Dear Master is about that relationship, and you might think a play based on a long series of letters by fusty novelists from another century would be mortally bland -- all pompous phrasing and no action -- and it's true that a few people were heard snoring at the Berkeley City Club during Dear Master's opening week. But the play isn't boring, partly because Sand and Flaubert weren't fusty. Sand was a spirited and brilliant woman, full of the optimism Flaubert lacked; and their conversation in Dear Master is accessible even if you're not especially interested in writers or the history of Europe. It's carried along by the story of France itself, which rose up against the vestiges of monarchy in 1848 and went to war with Prussia in 1870, and it becomes a self-standing duet between the two writers' outlooks, cheerfully idealistic vs. misanthropic and sour.
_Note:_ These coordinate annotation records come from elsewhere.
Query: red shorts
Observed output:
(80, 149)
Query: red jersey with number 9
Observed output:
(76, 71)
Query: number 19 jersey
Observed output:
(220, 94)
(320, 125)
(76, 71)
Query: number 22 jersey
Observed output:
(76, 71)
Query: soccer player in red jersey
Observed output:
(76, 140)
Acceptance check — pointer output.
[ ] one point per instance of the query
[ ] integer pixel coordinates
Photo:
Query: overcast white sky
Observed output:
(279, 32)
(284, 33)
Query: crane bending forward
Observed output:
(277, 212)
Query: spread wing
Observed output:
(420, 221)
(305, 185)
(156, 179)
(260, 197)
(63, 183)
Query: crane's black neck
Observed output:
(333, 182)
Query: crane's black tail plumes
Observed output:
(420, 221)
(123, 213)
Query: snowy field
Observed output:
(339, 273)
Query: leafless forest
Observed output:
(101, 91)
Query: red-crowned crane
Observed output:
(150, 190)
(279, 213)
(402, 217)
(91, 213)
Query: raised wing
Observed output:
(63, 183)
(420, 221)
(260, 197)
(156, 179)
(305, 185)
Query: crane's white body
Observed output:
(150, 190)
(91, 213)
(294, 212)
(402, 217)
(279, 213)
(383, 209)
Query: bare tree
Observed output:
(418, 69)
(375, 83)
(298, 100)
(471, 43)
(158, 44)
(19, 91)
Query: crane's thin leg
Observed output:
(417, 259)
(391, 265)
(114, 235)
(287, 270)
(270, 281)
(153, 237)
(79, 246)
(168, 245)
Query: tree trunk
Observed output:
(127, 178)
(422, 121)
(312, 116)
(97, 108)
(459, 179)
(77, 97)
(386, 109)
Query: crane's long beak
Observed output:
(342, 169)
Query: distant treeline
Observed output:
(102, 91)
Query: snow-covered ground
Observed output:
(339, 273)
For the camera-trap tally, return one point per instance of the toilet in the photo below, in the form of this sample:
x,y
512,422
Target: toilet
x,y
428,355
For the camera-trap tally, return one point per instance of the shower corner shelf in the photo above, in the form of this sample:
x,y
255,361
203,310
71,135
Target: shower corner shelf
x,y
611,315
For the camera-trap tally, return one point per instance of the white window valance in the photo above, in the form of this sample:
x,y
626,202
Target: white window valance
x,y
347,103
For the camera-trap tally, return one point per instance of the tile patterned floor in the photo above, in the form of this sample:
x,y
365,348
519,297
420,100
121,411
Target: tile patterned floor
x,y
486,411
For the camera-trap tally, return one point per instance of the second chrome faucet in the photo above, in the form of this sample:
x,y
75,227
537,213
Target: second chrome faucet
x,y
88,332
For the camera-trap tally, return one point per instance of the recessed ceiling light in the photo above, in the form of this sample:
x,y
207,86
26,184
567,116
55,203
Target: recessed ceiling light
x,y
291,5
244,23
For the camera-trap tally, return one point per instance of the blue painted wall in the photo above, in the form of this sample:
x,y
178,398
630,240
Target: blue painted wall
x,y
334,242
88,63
Since Sand was a woman with a male pen name, and since "Dear Master" is how Flaubert addressed her in his letters, the play could have turned on feminism and gender roles; but it doesn't, and focusing on their temperaments feels both deeper and more dramatic. Sand is an object lesson in female independence anyway; she doesn't need explanation. Barbara Oliver plays her gracefully, managing by turns to seem sweet, impertinent, and bullheaded; novelist Dorothy Bryant actually wrote the role for her in 1991. And Owen Murphy plays Flaubert as a large and blustering man. At first he seems too overbearing, maybe because I've always pictured Flaubert as more quiet than loud, but when the play settles into its groove you forget about the acting altogether. The unlikeliness of finding such a word-bound play absorbing reminds me of something I think a New Yorker critic recently wrote: Good dialogue is action. "Compared to most of what goes on between men and women," Flaubert says at one point, "I think prostitution is an honest transaction." And says Sand, near the end of her life, even after the Franco-Prussian War shows her "a world of hypocrites and criminals": "Hope, my friend, is not a delusion. It is a necessity."